Although the only book worthy of the art is the one by Cyclos, much interesting correspondence relating to skating has occasionally been carried on in the pages of the Field; and in the number for Nov. 30, 1867, some of our Club Figures are given, and engraved, including some of my design, and in that and the succeeding numbers of that excellent publication the correspondence is continued, and my name prominently brought forward.
The principal writer there, M. A. C., who had ably described these figures, was, as I stated in a letter which I addressed to the editor, utterly unrecognised by me, and it was only after some five weeks had elapsed that I became aware, in consequence of a letter he sent me, that he was a member of the Skating Club, with whom I had been acquainted about a year. He informed me that he was writing a treatise on skating, and wished me to look over his list of figures, and add any I thought proper. In reply I said I
should be very pleased, as far as I could with due regard to my own MS., which I had been preparing for publication for some considerable time, and which was then nearly finished. This was his answer: "Dear Vandervell, I am horrified to find that you are writing a work on skating, as I feel that it is death to my little offspring. It would be ridiculous of me to think of publishing what I have written, knowing that you, who are so much more capable, are engaged on the same thing. I will bring my MS. in the hope that it will be of some service to you," &c.
This he did, and I was rejoiced to find that upon all the essential points of skating our experience was identical, often couched in the same words; and that without destroying or altering the plan of my work, which, I am happy to say, had the approval of my friend, I have been enabled from a close study of his to extract from it, and incorporate in mine much valuable matter, and from his suggestions, additions, and corrections, upon the perusal of it, to still farther improve my MS.
I trust that this arrangement will be to the advantage of all who wish to skate; for certainly, notwithstanding the work of Cyclos, and the able
articles in the Field, with both of which every skater ought to be familiar, an entire system of skating has not been given to the public, and indeed never could be without the full recognition and development of the inside edge.
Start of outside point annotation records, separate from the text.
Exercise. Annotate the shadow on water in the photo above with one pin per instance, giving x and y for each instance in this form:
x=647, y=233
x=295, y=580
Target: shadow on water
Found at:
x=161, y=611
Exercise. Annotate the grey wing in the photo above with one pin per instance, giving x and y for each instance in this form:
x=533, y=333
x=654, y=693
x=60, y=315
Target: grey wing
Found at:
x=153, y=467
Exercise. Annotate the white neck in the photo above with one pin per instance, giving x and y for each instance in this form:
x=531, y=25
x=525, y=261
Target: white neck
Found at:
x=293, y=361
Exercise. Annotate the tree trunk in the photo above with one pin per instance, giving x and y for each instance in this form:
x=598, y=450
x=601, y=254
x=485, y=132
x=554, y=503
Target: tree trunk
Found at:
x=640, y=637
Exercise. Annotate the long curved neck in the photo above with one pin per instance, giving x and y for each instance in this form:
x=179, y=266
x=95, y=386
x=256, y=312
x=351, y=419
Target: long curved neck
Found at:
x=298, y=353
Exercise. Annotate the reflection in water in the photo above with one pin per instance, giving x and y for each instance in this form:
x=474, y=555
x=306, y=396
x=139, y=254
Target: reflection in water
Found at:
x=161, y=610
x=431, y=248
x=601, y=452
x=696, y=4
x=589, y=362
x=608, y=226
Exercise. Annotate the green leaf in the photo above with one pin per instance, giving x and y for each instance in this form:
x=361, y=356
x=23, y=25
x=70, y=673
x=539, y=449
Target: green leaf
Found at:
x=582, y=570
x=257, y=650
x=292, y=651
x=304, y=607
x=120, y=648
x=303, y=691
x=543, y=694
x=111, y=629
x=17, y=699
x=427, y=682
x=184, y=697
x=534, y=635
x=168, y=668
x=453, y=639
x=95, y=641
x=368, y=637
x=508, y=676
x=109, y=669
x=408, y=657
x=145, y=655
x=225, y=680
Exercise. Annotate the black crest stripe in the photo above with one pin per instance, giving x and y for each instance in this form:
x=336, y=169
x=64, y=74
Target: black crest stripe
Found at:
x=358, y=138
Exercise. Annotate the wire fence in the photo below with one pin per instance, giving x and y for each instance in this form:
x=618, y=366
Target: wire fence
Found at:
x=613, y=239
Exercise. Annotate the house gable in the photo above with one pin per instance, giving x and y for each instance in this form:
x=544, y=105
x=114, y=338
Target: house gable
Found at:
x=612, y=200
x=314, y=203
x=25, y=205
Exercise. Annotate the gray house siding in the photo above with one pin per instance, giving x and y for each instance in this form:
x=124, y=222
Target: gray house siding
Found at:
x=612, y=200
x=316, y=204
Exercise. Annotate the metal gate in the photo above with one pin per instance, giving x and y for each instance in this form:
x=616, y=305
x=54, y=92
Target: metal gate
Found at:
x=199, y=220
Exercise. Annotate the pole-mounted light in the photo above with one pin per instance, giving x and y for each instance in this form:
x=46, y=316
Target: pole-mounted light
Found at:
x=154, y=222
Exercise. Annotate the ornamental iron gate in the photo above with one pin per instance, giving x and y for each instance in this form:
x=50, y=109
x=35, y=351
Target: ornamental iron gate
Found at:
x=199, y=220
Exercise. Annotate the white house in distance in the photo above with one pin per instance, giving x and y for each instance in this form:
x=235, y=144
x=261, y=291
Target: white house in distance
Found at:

I have therefore carried out my views in this work, well knowing that they will be antagonistic to those of many most excellent skaters, but I confidently anticipate that they will nevertheless be acquiesced in by a still larger proportion. The matter is simple: the old school of skaters would bury the inside in oblivion, and be content with a few picked movements. The modern school comprises those who, like ourselves and others, wish to see the inside brought into use for figuring, a host of pure onefooted and difficult feats of balancing added to the old glories of our art, and the system made complete.
On one point all must agree, that enough has not been done by the pen to further the attainment of the finest exercise that exists, to try to weed out the mystery and fable with which it has ever been surrounded, and finally to probe it to the bottom.
Until the subject shall have been taken up by others more competent to do it justice, the authors make their attempt to supply the well-known want.